I suspect that I have had TIA or strokes in the late summer, but of course all the doctors I have seen the for the last 4 months said that's not the case. I have managed to convince my GP's temporary replacement while on holidays to to refer me to a neurologist. I have an appointment in a few weeks.

Of course, they (all the professionals) were all probably thinking, what do I know? I am not a doctor, probably just a schizophreniac. Looks like I will once AGAIN prove them wrong.

Now, I am battling a nasty flu and as I have a touch of asthma, sleeping and CPAP in general is very difficult. Everytime I have a central attack, I wake up coughing and my heart racing. I have taken Snore Dogs advice (thank you btw) and moved my pressure to 9cm even though the experts have told me that I should have it at 12 cm.

I don't know what's in store for me, but 2007 will be a particularly difficult year, I may have to go on disability. It's just one thing after another. I dont know how I am going to deal with all this.

Thanks for the update.
I've been wondering how you were doing.

Best wishes,

Den

Thank you Wulfman, all the best.

Well, it looks like I was right but 4 different doctors disagreed at the time.

I got my MRI results back and I have had a stroke. This *may* explain my centrals as most people who have central apnea have had a stroke. My doctor had a guilty look on his face.

I cant help wonder if any of those anti anxiety meds had anything to do with my stroke that I suffered last September.

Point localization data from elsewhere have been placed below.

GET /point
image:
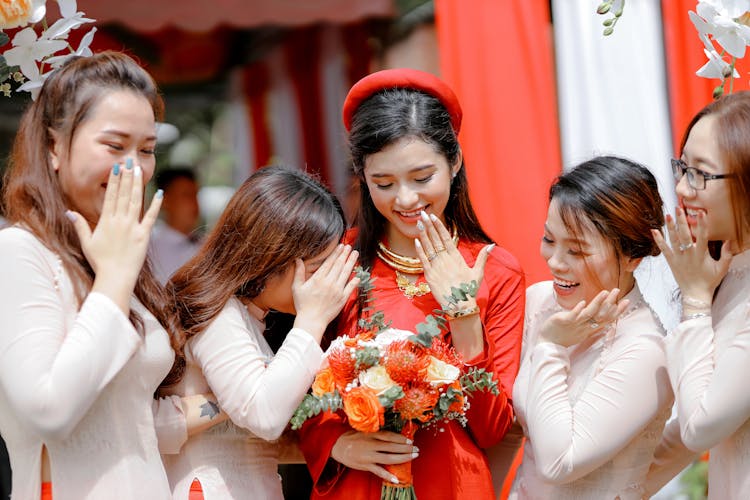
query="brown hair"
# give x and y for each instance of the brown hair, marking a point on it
(33, 196)
(619, 197)
(732, 134)
(277, 215)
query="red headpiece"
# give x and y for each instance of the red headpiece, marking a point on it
(402, 78)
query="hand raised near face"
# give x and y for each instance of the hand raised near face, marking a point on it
(695, 271)
(444, 266)
(567, 328)
(321, 297)
(116, 248)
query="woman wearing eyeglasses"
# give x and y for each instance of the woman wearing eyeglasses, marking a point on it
(708, 353)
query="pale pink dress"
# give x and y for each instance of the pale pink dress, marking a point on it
(593, 413)
(80, 382)
(709, 364)
(238, 459)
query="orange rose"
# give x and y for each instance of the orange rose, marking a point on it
(324, 382)
(14, 13)
(364, 410)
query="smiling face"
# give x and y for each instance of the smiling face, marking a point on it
(277, 293)
(120, 125)
(584, 264)
(404, 178)
(702, 152)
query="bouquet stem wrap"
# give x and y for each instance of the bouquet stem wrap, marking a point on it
(404, 490)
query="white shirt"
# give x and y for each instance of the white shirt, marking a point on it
(593, 413)
(709, 364)
(79, 381)
(238, 459)
(168, 250)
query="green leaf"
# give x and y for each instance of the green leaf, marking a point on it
(312, 405)
(390, 396)
(479, 379)
(366, 357)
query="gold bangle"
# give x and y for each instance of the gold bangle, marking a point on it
(462, 313)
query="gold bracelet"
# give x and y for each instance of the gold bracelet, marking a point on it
(688, 317)
(462, 313)
(695, 303)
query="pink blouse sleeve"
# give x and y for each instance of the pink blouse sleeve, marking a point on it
(170, 423)
(51, 373)
(257, 391)
(570, 440)
(712, 395)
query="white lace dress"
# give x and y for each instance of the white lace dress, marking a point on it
(709, 364)
(238, 459)
(592, 413)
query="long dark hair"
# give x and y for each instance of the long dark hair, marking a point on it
(618, 196)
(732, 134)
(277, 215)
(384, 118)
(33, 196)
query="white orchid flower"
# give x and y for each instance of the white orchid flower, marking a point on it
(720, 18)
(715, 67)
(83, 50)
(27, 50)
(70, 20)
(35, 85)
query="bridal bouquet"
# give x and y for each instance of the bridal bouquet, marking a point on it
(396, 380)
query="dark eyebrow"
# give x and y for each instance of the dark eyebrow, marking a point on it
(125, 135)
(411, 171)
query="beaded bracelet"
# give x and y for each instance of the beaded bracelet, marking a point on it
(695, 316)
(462, 313)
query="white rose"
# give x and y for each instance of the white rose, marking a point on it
(377, 379)
(441, 373)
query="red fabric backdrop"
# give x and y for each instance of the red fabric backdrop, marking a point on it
(498, 57)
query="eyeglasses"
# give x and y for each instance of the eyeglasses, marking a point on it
(696, 178)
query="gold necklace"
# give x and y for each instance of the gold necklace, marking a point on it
(407, 265)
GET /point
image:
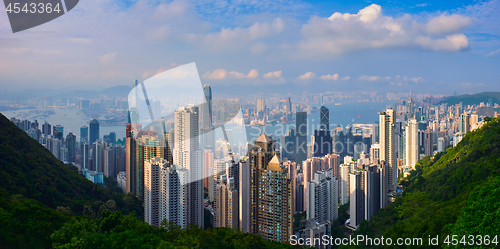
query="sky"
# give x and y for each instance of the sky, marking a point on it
(250, 46)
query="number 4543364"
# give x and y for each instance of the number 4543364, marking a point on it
(33, 8)
(471, 240)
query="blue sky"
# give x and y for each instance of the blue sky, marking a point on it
(238, 46)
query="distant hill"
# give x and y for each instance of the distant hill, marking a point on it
(47, 204)
(38, 193)
(455, 193)
(473, 99)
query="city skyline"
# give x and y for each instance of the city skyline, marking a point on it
(419, 46)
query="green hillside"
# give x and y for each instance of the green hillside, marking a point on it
(47, 204)
(473, 99)
(455, 193)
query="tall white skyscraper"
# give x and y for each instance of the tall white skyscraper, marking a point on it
(188, 155)
(387, 122)
(344, 183)
(165, 193)
(411, 137)
(323, 197)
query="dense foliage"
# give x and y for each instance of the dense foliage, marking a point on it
(455, 192)
(114, 230)
(47, 204)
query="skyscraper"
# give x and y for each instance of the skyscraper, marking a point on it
(387, 120)
(323, 197)
(411, 137)
(94, 131)
(270, 193)
(84, 134)
(188, 155)
(301, 135)
(324, 121)
(71, 145)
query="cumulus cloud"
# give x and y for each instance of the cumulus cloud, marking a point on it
(373, 78)
(306, 76)
(217, 74)
(370, 28)
(329, 77)
(107, 59)
(274, 74)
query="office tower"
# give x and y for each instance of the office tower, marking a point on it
(188, 155)
(207, 137)
(429, 143)
(338, 142)
(411, 137)
(299, 193)
(260, 105)
(288, 105)
(97, 157)
(332, 161)
(387, 124)
(289, 146)
(84, 134)
(244, 196)
(208, 163)
(301, 134)
(71, 145)
(376, 133)
(46, 129)
(322, 143)
(271, 192)
(58, 132)
(110, 139)
(93, 131)
(323, 197)
(84, 156)
(322, 137)
(164, 193)
(464, 124)
(441, 144)
(344, 192)
(324, 121)
(226, 203)
(399, 144)
(110, 161)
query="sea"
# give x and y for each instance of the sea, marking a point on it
(343, 115)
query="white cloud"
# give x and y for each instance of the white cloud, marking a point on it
(329, 77)
(371, 29)
(493, 53)
(274, 74)
(217, 74)
(373, 78)
(107, 59)
(306, 76)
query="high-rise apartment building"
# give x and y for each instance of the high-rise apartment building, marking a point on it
(187, 155)
(271, 190)
(301, 135)
(411, 141)
(387, 120)
(93, 131)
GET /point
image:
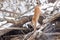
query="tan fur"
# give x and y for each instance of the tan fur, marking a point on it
(37, 13)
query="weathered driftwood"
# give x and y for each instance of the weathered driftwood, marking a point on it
(39, 32)
(21, 21)
(53, 17)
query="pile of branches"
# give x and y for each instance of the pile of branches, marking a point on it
(49, 21)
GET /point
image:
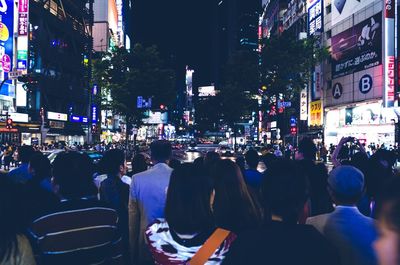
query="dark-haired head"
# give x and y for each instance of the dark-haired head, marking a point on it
(188, 205)
(24, 153)
(387, 246)
(72, 173)
(139, 163)
(113, 162)
(11, 219)
(307, 149)
(161, 151)
(39, 166)
(284, 190)
(252, 158)
(268, 158)
(173, 163)
(234, 208)
(210, 159)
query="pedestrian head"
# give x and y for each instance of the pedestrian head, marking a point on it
(387, 246)
(234, 207)
(139, 163)
(174, 163)
(113, 163)
(284, 190)
(306, 149)
(252, 158)
(10, 221)
(161, 151)
(24, 153)
(346, 185)
(190, 195)
(39, 166)
(72, 175)
(210, 159)
(268, 158)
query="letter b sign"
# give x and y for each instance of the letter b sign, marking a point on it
(365, 84)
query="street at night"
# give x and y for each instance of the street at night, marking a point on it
(233, 132)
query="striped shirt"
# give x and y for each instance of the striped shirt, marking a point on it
(81, 231)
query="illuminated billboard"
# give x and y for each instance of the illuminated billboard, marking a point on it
(315, 18)
(342, 9)
(155, 117)
(6, 41)
(207, 91)
(390, 61)
(358, 48)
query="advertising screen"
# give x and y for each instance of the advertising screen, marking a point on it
(342, 9)
(6, 39)
(357, 48)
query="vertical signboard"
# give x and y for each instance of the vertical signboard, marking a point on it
(315, 17)
(22, 43)
(303, 105)
(6, 41)
(389, 54)
(316, 113)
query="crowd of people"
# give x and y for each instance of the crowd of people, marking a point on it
(211, 211)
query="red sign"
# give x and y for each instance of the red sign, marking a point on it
(390, 78)
(23, 24)
(6, 63)
(23, 5)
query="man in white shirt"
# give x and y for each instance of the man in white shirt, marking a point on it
(147, 199)
(346, 228)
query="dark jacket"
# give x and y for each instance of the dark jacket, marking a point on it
(281, 243)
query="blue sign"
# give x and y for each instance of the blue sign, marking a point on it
(80, 119)
(6, 40)
(94, 114)
(365, 84)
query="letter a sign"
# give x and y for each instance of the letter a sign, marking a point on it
(337, 91)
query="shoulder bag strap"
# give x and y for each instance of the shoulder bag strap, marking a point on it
(209, 247)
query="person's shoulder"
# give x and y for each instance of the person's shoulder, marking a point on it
(318, 218)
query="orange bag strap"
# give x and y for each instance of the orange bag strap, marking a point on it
(209, 247)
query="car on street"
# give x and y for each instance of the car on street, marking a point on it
(225, 150)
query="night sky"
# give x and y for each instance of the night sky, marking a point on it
(183, 30)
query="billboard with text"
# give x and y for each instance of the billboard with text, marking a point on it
(357, 48)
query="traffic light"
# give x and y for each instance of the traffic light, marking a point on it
(9, 123)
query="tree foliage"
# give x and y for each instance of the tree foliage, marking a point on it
(124, 75)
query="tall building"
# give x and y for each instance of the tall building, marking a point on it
(50, 50)
(359, 84)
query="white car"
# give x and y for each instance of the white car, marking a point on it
(225, 150)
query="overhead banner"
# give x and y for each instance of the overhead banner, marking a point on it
(390, 61)
(358, 48)
(342, 9)
(6, 41)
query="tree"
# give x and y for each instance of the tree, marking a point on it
(124, 75)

Hey, man, I was just thinking about you a couple of days ago.
Sorry to hear about the MRI results.....but glad to hear you're still "alive".

Are you still on your PAP?.....what did they have to say about that?

Best wishes,

Den

Hey,

Thanks!.

Yes, I am still on CPAP. Lowered the setting, but we're not sure what do right now. At 40 and not obese, I hope to be around for a while but with these doctors, I dunno.